KDUMP TESTS AUTOMATION SUITE
----------------------------

The kdump test automation suite helps run the kdump tests and report results. 
The testscripts cycle through a series of crash scenarios. Each test cycle does
 the following:

1.  Sets up a crash scenario.
2.  Forces a crash.
3.  Kdump kernel boots and saves a vmcore.
4.  System reboots to 1st kernel.
5.  vmcore is validated and results are saved.
6.  After a 1 to 2 minute delay, the next crash scenario is setup and run.

The scripts make use of the crasher module for basic testing of kdump and the 
new Linux Kernel Dump Test Module (LKDTM) for more involved testing. LKDTM makes
use of the kprobes infrastructure for inserting crashpoints into the kernel at 
run-time. Thus the kernel need not be patched and rebuilt.

KDUMP TEST INSTRUCTION
----------------------

Follow the steps to setup kdump test automation suite.
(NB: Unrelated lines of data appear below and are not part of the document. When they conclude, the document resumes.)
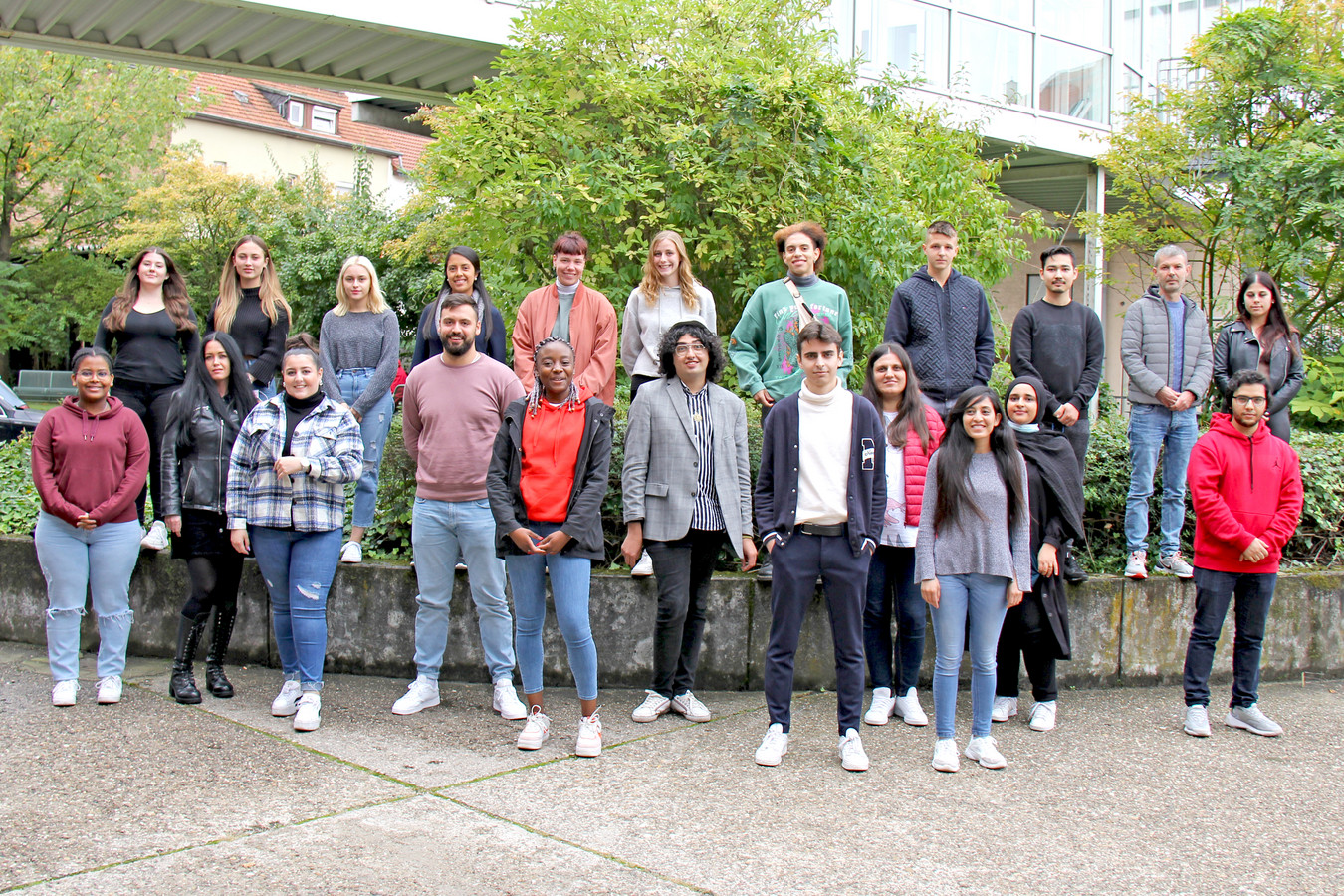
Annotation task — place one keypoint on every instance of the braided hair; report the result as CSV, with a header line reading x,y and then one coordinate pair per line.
x,y
534,398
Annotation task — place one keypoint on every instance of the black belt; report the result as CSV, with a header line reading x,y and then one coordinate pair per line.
x,y
817,528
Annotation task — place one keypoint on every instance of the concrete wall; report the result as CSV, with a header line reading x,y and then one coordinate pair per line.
x,y
1124,631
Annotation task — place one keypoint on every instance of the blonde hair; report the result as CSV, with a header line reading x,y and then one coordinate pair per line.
x,y
376,303
652,283
231,289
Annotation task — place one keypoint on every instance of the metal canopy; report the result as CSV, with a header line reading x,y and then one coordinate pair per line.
x,y
257,41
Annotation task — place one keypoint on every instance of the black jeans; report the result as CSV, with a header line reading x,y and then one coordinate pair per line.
x,y
683,568
1214,591
891,585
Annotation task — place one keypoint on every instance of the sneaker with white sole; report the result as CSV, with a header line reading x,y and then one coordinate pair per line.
x,y
852,757
688,706
986,751
110,689
588,743
1043,715
1252,720
156,538
653,706
910,711
945,755
1197,722
880,707
1005,710
64,692
537,730
773,746
421,693
504,702
287,702
1136,567
308,712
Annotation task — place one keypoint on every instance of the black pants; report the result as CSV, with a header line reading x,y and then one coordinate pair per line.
x,y
844,576
1028,638
683,568
149,402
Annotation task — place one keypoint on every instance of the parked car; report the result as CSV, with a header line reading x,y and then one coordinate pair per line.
x,y
15,416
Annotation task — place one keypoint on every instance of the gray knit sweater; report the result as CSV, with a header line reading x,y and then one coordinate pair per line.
x,y
974,545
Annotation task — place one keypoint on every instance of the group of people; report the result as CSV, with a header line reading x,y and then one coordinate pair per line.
x,y
928,489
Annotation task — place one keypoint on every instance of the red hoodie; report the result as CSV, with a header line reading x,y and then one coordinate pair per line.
x,y
91,462
1243,488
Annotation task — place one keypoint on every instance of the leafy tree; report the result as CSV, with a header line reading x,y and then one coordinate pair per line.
x,y
718,118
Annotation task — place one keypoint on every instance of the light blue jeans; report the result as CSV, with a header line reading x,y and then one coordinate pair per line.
x,y
299,568
372,430
983,599
440,531
68,555
571,577
1156,431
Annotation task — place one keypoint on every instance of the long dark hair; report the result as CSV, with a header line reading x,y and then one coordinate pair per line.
x,y
198,389
955,461
910,416
1275,326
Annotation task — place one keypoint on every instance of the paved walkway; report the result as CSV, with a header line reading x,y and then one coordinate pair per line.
x,y
149,796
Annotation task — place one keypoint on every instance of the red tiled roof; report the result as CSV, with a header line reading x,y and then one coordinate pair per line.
x,y
218,93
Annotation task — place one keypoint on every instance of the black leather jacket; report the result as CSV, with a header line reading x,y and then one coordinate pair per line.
x,y
194,476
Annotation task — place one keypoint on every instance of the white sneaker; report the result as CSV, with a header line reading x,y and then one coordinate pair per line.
x,y
110,689
852,758
64,692
880,708
421,693
537,730
986,751
588,742
308,714
653,706
156,538
910,711
688,706
1005,708
773,746
287,700
1043,716
506,700
945,755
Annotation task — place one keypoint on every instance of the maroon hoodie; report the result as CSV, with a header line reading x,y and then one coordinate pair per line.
x,y
1243,488
91,462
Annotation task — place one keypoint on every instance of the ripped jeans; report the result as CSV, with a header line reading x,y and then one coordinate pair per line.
x,y
298,568
68,555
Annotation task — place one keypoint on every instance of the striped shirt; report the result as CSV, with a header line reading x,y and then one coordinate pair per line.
x,y
706,514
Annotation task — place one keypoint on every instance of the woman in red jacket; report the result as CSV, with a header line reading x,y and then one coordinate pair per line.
x,y
89,462
914,431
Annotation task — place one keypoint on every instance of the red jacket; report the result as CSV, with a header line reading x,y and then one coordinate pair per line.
x,y
1243,488
91,462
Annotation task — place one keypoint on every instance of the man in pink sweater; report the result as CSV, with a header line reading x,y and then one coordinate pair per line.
x,y
1247,493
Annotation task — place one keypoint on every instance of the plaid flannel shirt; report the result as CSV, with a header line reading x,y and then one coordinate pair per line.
x,y
329,437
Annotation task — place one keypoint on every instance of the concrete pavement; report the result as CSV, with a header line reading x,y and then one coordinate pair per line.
x,y
149,796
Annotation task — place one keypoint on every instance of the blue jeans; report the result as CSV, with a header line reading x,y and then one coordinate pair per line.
x,y
570,580
68,555
440,533
983,599
1214,591
1156,431
372,430
299,568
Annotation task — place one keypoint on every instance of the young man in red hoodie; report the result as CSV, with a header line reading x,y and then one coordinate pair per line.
x,y
1247,495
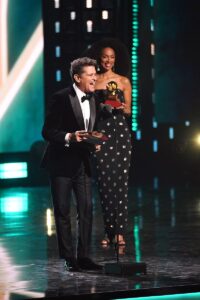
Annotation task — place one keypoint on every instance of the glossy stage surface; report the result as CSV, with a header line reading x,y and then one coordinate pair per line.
x,y
164,231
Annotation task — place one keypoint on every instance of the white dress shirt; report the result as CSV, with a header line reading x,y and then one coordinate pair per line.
x,y
85,107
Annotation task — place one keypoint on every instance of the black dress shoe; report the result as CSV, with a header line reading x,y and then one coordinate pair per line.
x,y
87,264
71,265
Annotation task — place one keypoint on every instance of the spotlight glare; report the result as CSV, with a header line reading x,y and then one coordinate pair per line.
x,y
197,140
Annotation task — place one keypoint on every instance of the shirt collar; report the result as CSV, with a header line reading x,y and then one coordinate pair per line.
x,y
79,93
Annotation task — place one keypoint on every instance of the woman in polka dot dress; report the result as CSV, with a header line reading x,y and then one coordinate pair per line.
x,y
114,158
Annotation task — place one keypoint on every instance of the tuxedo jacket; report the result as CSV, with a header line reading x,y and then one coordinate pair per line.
x,y
65,115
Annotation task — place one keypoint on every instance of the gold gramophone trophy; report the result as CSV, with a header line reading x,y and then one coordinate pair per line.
x,y
112,94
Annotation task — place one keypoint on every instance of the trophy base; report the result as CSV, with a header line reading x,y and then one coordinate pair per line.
x,y
113,103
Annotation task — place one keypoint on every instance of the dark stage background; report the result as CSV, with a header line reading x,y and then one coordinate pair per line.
x,y
163,40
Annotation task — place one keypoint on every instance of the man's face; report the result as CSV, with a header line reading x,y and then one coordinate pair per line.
x,y
86,80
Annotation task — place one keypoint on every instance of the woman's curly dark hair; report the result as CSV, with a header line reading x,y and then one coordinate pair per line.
x,y
122,56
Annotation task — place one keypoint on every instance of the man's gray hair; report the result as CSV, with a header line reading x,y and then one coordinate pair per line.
x,y
78,64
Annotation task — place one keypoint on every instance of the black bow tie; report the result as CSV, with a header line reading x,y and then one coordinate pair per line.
x,y
86,97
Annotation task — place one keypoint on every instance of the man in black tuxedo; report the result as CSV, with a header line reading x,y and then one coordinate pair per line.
x,y
70,116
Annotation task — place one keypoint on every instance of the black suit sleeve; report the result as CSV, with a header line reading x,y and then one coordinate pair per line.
x,y
52,130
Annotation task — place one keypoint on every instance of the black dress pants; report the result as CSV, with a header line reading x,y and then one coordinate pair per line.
x,y
61,189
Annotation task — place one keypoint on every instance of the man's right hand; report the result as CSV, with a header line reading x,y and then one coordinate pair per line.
x,y
78,136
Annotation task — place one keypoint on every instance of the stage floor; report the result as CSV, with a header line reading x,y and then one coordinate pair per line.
x,y
164,231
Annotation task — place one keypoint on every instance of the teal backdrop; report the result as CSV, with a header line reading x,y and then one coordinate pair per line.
x,y
21,125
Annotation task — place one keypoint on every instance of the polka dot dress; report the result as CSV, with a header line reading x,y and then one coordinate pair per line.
x,y
113,163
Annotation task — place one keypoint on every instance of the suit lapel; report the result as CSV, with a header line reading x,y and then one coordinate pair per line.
x,y
77,109
92,114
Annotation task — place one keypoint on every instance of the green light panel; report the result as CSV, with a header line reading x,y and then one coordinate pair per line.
x,y
13,170
136,235
135,43
14,203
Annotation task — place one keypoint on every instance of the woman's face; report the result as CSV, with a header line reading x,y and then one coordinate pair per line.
x,y
107,58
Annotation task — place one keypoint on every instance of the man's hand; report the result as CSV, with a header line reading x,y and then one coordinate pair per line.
x,y
78,136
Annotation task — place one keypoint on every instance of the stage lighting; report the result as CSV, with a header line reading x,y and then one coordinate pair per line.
x,y
197,140
13,170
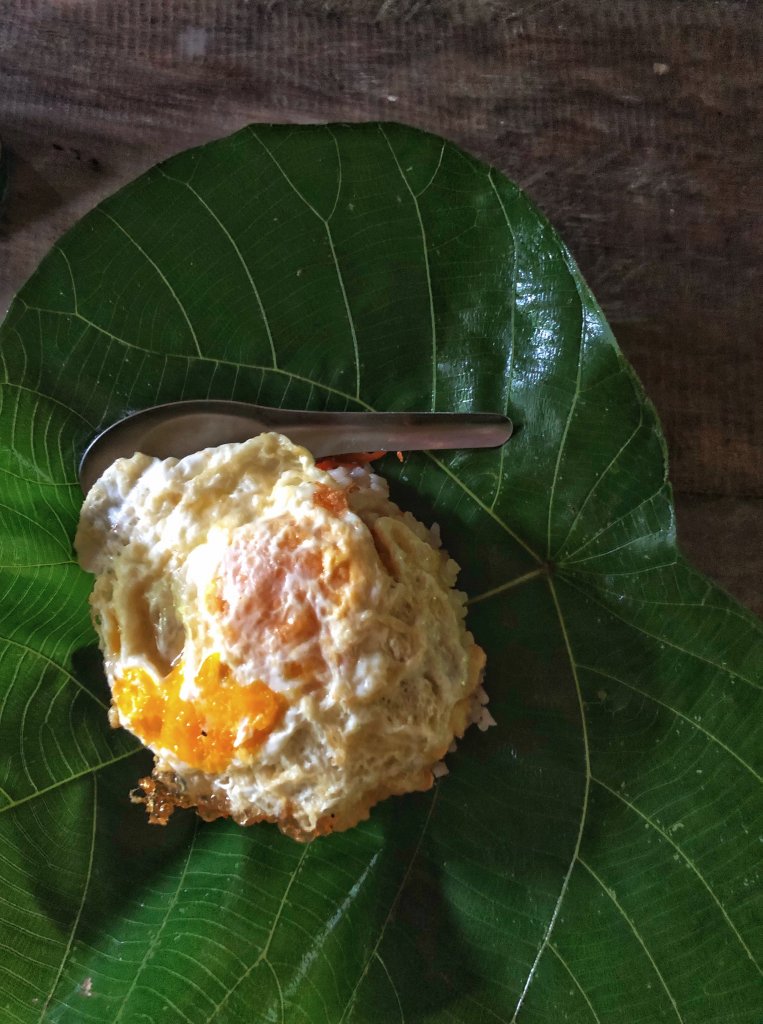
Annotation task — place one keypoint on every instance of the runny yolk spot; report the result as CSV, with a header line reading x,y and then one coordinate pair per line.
x,y
333,500
225,720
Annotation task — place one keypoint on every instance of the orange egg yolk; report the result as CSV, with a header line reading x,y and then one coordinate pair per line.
x,y
202,732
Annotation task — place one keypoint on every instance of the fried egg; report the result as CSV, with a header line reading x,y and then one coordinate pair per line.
x,y
288,643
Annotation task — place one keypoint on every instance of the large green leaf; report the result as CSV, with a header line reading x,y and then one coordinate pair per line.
x,y
593,857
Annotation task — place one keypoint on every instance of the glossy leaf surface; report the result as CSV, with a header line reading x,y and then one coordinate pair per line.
x,y
595,857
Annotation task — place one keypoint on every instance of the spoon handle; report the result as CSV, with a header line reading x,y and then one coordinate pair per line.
x,y
332,433
179,428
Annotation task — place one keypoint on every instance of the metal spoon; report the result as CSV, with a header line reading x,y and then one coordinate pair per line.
x,y
179,428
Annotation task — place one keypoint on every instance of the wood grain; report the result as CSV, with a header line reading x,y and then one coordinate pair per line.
x,y
634,125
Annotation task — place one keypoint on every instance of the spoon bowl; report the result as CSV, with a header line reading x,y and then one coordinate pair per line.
x,y
179,428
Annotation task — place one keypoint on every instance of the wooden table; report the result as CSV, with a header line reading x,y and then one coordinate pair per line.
x,y
633,123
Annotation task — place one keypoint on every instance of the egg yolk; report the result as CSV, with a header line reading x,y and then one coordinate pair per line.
x,y
225,720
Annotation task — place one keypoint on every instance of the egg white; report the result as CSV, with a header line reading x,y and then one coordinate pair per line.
x,y
348,612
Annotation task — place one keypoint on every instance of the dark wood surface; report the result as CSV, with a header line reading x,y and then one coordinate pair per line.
x,y
634,124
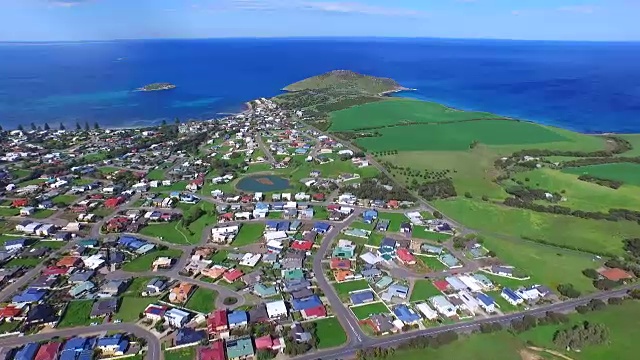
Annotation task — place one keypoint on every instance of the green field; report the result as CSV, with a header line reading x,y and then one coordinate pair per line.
x,y
626,172
330,333
398,111
343,289
363,312
545,265
582,195
77,313
144,262
423,290
132,306
459,136
589,235
202,300
188,353
248,234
The tests are written for SuSE Linux Enterprise Server 10 (and onward releases)
as well as RedHat Enterprise Linux 5. Since KDUMP is supported by the above 
mentioned distro's the tests were written and tested on them. Contribution 
towards supporting more distributions are welcome.

1. Install these additional packages:

For SLES10 Distro :
   
   * kernel-kdump
   * kernel-source
   * kexec-tools
   * zlib-64bit-<xxx> (ppc64 only)

For RHEL5 distro :

   * kexec-tools
   * kernel-debuginfo rpm
   * kernel-kdump ( only for ppc64 )

2.  Make sure the partition where the tests are running has space for the tests
results and one vmcore file (size of physical memory) (Currently the test suite
support copying of the dump to the local disk only).

3.  Check if kernel has been booted with 'crashkernel=' parameter. If not, edit
the appropriate bootloader configuration file and make the following changes:

  * On i386 & x86_64, edit /boot/grub/menu.lst and add "crashkernel=128M@16M" to
    the kernel boot parameters. This reserves 128MB of memory for the kdump 
    kernel starting at address 0x1000000.
  * On PPC64, edit /etc/yaboot.conf and add "crashkernel=128M@32M xmon=off" to 
    the kernel boot parameters. This reserves 128MB of memory for the kdump 
    kernel starting at address 0x2000000 and makes sure xmon is off.

4.  Edit the bootloader configuration file to also add appropriate 
'nmi_watchdog=' parameter.
 
5.  Reboot. Verify that the output of /proc/iomem indicates that space has been
reserved for the crashkernel (for i386 & x86_64 only).

6.  'cd' to the test suite directory and run "make". Carefully check for any 
errors. If at some point you need to restart the tests from the beginning, 
simply run "make clean" followed by "make" again.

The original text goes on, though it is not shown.